In 1974, thousands of Christians meeting at the First International Congress on World Evangelization held in Lausanne, Switzerland signed a covenant pledging to commit themselves to bringing the Christian gospel to bear on social issues. This sparked a lively debate in the Christian monthly magazine Crusade between David Sheppard, later Bishop of Liverpool, and John Pridmore. The debate inspired the editor of Crusade, John Capon, to launch Third Way as a fortnightly magazine in January 1977, offering a Christian perspective on current affairs and the arts. Its title referred to an observation by the theologian Os Guinness in his 1973 book The Dust of Death: 'How often in the contemporary discussion a sensitive modern man [sic] knows that he cannot accept either of the polarised alternatives offered to him. In Christianity, however, there can be a Third Way, a true middle ground which has a basis, is never compromise and is far from silent.' Third Way's first editor was Derek Williams. In 1978, he was succeeded by Alex Beale, later Alex Mitchell, who made the magazine a monthly.

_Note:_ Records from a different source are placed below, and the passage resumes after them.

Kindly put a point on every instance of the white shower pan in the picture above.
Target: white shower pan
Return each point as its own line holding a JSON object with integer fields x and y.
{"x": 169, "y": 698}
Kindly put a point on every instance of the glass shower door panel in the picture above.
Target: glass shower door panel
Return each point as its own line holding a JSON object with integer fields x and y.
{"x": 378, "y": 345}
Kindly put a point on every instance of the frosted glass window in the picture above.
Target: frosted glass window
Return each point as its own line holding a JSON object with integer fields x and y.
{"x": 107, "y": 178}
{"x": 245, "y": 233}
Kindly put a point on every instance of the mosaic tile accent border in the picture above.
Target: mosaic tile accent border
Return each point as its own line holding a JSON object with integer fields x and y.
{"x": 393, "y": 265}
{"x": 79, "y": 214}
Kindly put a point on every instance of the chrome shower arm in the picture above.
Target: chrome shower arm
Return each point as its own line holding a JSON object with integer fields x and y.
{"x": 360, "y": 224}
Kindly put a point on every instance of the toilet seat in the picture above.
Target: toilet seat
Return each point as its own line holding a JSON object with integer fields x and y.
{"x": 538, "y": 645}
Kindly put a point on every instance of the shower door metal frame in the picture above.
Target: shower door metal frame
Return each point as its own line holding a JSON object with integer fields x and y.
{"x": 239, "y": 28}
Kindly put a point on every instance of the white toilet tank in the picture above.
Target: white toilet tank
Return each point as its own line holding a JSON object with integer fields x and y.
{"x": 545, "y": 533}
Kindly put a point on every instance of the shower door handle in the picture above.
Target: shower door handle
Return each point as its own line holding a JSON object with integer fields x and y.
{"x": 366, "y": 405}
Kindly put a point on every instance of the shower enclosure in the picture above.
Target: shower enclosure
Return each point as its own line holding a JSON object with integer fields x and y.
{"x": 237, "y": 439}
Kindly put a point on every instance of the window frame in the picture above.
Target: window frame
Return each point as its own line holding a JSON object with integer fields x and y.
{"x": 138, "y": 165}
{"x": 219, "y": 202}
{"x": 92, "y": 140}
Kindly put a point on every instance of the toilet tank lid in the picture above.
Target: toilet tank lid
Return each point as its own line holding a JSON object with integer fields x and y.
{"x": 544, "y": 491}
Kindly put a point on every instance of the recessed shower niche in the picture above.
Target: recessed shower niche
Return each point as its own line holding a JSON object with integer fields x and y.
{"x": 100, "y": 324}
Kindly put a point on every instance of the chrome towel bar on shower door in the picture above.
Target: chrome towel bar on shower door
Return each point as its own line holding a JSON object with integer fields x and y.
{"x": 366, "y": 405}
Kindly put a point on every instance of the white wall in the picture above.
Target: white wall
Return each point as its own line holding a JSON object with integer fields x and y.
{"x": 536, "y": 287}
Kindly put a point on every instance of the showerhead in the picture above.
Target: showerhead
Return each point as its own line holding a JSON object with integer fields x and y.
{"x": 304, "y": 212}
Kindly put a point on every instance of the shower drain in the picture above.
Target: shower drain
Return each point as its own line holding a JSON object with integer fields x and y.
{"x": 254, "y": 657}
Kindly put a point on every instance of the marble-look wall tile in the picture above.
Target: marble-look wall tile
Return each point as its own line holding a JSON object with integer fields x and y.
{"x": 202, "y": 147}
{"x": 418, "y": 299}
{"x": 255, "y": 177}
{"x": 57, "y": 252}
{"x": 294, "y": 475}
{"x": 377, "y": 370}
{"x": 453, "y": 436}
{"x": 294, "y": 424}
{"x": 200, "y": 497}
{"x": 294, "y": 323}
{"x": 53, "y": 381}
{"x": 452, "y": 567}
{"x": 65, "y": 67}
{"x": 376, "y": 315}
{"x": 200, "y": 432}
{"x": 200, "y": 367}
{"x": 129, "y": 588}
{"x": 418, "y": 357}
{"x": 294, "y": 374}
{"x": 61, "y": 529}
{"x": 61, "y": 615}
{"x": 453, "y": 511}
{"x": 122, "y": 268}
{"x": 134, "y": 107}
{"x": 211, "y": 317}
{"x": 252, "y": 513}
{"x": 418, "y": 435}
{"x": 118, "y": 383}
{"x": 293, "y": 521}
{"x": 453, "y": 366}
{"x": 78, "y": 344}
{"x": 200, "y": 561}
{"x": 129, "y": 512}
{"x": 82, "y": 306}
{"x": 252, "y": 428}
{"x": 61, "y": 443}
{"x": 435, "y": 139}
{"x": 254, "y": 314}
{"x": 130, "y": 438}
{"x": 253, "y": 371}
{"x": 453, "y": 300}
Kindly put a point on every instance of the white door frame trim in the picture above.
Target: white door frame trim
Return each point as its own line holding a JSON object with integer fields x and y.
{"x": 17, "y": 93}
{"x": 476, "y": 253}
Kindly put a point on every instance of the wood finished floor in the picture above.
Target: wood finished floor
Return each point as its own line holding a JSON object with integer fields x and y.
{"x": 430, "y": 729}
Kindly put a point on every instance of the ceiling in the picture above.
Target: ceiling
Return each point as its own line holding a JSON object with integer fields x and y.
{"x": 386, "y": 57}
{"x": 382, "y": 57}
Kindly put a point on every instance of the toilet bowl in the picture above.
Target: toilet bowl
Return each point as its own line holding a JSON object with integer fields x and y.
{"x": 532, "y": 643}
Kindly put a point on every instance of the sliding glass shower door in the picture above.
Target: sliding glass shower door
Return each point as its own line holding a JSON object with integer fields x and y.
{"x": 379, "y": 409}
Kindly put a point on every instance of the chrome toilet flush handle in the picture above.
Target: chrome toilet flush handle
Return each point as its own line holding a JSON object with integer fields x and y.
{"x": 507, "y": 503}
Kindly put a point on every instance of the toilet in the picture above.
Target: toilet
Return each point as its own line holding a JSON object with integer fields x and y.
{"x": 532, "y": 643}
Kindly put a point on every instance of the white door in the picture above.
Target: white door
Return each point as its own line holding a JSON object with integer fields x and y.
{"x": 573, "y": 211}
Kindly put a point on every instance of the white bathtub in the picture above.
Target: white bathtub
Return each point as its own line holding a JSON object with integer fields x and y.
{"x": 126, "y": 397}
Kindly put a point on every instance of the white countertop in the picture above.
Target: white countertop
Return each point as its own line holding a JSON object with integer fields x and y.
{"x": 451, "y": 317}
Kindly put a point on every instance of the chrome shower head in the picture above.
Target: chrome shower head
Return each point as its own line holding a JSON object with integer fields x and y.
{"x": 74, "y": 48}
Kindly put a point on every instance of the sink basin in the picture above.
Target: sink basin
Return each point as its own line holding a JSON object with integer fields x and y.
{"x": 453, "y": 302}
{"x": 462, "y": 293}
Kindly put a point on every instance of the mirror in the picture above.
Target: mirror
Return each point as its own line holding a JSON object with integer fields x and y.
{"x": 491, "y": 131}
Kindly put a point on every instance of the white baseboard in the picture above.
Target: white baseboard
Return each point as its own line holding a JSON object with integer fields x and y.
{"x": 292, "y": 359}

A major innovation in May 1993 was the feature High Profile, a regular series of in-depth interviews of influential public figures, presented as question and answer without editorial comment. The series was inaugurated with an interview of the then Lord Chancellor, James Mackay, Baron Mackay of Clashfern, shortly followed by an interview of the then Shadow Home Secretary, Tony Blair. A number of scoops followed over the next 23 years: one of the first interviews of Gerry Adams published in Britain after the ban on talking to members of Sinn Féin was lifted in 1996, followed immediately by one of Ian Paisley; Noam Chomsky; Mary McAleese, then President of the Republic of Ireland; Maya Angelou; Thom Yorke (which the Observer described as 'an incredible scoop'); Tracey Emin; Daniel Libeskind; Julie Burchill; Khalid Mish'al, then the political head of Hamas; Camille Paglia; Amartya Sen; Paulo Coelho; Margaret Atwood; Annie Lennox; Werner Herzog; Patti Smith; Richard Branson; Marina Abramović; Jeremy Paxman; Slavoj Žižek; and Gloria Steinem, among more than 200 others.

At its peak, the magazine had an estimated readership of 12,000 worldwide.

In July 2007, Third Way was acquired by Hymns Ancient & Modern Ltd, which owns the Church Times. The closure of the magazine was announced in February 2016, with the April 2016 issue being the last. The High Profile series has been continued since – somewhat irregularly – as a standalone feature on a dedicated website.